At the 2019 go-round I warmed precooked sausage samples along with fat that had been rendered during steam-cooking. My plan is to once again skim solidified fat off chilled sausage cooking purge; then warm precooked smoked sausage samples along with the smoke flavored pork fat. I test warmed some fresh sausage in liquid smoke added – sausage cooking purge fat. But, that practice did not seem to increase the smoke flavor already present from pre-steam-cooking.
In an effort to obtain an eye-appealing smoked sausage color, the top side of the sausage casing will be exposed to the oven broiler, immediately after steam-cooking, for about 10 minutes. The optimal length of time under the oven broiler is greatly effected by how close the sausage is placed to it. Following standard smoked sausage protocol, fully-cooked sausage coils are either immediately submerged in cold water or showered for 10 minutes; in an effort to reduce casing wrinkling. However, in this entirely steam-cooked version I did not observe any objectionable casing wrinkling; so will skip the water chilling.
When cutting fully-cooked coils/ropes into 1 inch samples, cut from the side of the casing that was not directly exposed to the oven broiler. During the first go-round the browned side dulled my knives after a while. Yes, there will be some two-toning of the precooked sausage color due to the browning of just one side. But, that might help make it appear more homemade.
Now, do some test batches and don’t forget to enlighten your buddy George of any findings.

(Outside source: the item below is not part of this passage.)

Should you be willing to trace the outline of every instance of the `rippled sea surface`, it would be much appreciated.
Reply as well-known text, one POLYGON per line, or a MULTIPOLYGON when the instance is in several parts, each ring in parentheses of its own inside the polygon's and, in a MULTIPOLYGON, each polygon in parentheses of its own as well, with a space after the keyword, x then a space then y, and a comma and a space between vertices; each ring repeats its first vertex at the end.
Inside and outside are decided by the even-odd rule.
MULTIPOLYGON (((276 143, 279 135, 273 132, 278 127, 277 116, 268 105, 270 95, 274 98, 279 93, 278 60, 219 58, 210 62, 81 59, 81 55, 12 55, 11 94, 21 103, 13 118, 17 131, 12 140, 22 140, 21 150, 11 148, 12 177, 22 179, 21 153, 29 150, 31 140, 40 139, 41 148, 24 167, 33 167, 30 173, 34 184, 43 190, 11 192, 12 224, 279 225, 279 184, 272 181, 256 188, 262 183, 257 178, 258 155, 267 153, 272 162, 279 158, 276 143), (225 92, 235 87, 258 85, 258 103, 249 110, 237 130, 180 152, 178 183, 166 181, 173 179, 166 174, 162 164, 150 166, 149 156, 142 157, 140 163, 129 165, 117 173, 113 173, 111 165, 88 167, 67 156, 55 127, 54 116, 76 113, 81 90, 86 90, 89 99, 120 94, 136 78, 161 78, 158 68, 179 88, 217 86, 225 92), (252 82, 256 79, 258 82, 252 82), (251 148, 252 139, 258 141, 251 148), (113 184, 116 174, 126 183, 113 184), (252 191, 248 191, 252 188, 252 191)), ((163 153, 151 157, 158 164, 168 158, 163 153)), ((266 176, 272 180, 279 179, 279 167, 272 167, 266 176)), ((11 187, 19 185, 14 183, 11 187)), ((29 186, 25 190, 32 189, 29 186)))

-I like having Winter weather while home meat processing because most of the meat can be covered in lugs and left out in the cold while working-up some of the meat in the kitchen. Yes, warmer weather home meat processing can be done following GMP’s (Good Manufacturing Practices) by way of using one’s refrigerator. But, in order to make enough sausage for the cook-off the refrigerator needs to be nearly empty before buying-in the pork and it’s a pain to repeatedly move small containers of meat in and out while working. Those multiple smaller containers also increase clean-up chores.
-Assure sanitary production and no temperature abuse throughout production, distribution and serving.
-Make the public feel good about eating your product by wearing hair, and if needed beard nets, make friendly small-talk with customers and thanking them as they are being served.
-Take time to evaluate your competitors product and learn what you can from talking briefly with them.
-Enjoy the experience of sharing this delicious tradition.
“One can’t really ever give anything away because kindness always returns to them in one form or another.”